While Russia went crazy with joy and officially laid claim to the Pole.* Dr. Schmidt and friends set to like polar beavers. Next morning he reported: "Everything is in good order. . . . The first weather report was sent to Moscow according to schedule. The weather is comparatively warm--10.4DEG Fahrenheit. The sun is shining and a light wind is drifting the surface-snow. Everyone enjoyed a good sleep in the warm sleeping bags."
At Rudolf Island meanwhile waited 37 men, including four scientists, who will live at the Pole for the coming year. This week the three other planes are scheduled to take the four scientists and a load of supplies to the base, bring Dr. Schmidt and his companions back. The four who will remain are Ivan Papanin, the leader, a former military commissar and leader of the fleet mutiny at Leningrad during the War, lately manager of the polar station at Franz Josef Land; Ernest Krenkel, who was radio officer with the Byrd Expedition to the Antarctic in 1930; Pyotor Shirshoff, hydro-biologist who was aboard the Chelyuskin; and Eugene Feoderoff, who has been studying magnetic waves in the Arctic for three years. They will have an immense assortment of equipment: four tons or so of powdered chicken and similar foodstuffs, brandy, tea, caviar, a windmill to generate electricity for power, light, and cooking, skis, wolf-pelt sleeping bags, guns, sledges, a phonograph with 15 records, radio, chess set, cigarets (cigars for holidays), cameras, books, and a dog to warn of bears. Everything will be divided into five caches so that a sudden crumpling of the ice-floe cannot cause disaster.
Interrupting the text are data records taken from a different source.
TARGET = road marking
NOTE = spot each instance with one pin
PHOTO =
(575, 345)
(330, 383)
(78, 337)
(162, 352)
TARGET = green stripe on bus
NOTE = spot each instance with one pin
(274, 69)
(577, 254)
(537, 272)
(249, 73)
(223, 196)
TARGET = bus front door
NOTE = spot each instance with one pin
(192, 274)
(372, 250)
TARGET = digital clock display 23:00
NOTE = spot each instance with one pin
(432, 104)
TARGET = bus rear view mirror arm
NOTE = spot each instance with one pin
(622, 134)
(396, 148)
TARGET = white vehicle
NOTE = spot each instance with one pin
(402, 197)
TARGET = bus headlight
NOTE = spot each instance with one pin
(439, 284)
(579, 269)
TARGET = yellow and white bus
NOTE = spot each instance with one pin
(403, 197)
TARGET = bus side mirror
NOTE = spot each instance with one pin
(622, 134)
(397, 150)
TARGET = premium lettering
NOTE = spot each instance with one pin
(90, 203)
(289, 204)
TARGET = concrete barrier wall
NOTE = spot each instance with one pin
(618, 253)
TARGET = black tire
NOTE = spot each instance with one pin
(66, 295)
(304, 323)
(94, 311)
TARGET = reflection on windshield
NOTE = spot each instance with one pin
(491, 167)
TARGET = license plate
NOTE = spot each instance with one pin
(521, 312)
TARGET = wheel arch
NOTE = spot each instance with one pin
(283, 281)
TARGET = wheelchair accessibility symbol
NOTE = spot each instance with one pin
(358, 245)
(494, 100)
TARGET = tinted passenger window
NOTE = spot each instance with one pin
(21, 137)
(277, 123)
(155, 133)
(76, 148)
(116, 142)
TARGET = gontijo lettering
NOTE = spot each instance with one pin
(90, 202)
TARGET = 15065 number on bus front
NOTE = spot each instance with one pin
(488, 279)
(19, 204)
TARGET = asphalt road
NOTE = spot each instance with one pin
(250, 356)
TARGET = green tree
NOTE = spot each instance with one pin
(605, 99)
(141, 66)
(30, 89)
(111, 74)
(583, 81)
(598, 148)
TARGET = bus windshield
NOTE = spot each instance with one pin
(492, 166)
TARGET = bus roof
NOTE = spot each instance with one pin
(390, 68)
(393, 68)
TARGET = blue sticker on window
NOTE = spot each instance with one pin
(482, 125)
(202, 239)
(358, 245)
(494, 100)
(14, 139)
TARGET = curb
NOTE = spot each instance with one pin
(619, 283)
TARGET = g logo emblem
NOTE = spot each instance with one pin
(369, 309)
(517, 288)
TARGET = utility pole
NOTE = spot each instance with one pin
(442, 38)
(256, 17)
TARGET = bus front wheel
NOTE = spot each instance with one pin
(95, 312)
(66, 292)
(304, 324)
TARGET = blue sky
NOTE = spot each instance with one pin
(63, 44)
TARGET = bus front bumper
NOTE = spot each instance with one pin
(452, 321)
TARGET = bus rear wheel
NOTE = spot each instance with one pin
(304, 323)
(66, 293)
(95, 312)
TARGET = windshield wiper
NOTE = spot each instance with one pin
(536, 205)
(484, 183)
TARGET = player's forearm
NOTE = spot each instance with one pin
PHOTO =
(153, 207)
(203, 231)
The skill and success with which the ticklish job was launched lent a blush of color to the proposed Moscow-San Francisco airline. The route is by far the most direct (6,050 mi. against the present 11,000), involves stops at Archangel. Franz Josef Land, the Pole and the mouth of the Athabaska River in Alaska. Of greater value, however, are likely to be the expedition's magnetic observations, investigations of the direction and speed of ice-drifts, depths of the polar ocean, chemical and physical properties of different strata of water.
Said Rear Admiral Richard Evelyn Byrd, who flew over the Pole in 1926: "This is a superb undertaking. ... It is my guess that the group . . . will drift over toward Spitzbergen or Greenland and in order to stay at the Pole they will have to move their base periodically in the direction of Alaska."
Said Matt Henson, 72-year-old Negro who is the sole surviving member of Admiral Robert Edwin Peary's party that trekked to the Pole in 1909: "It was a sight harder the way we did it."
*As the U. S. State Department explained, no question of sovereignty is involved for there is nothing there but water almost two miles deep.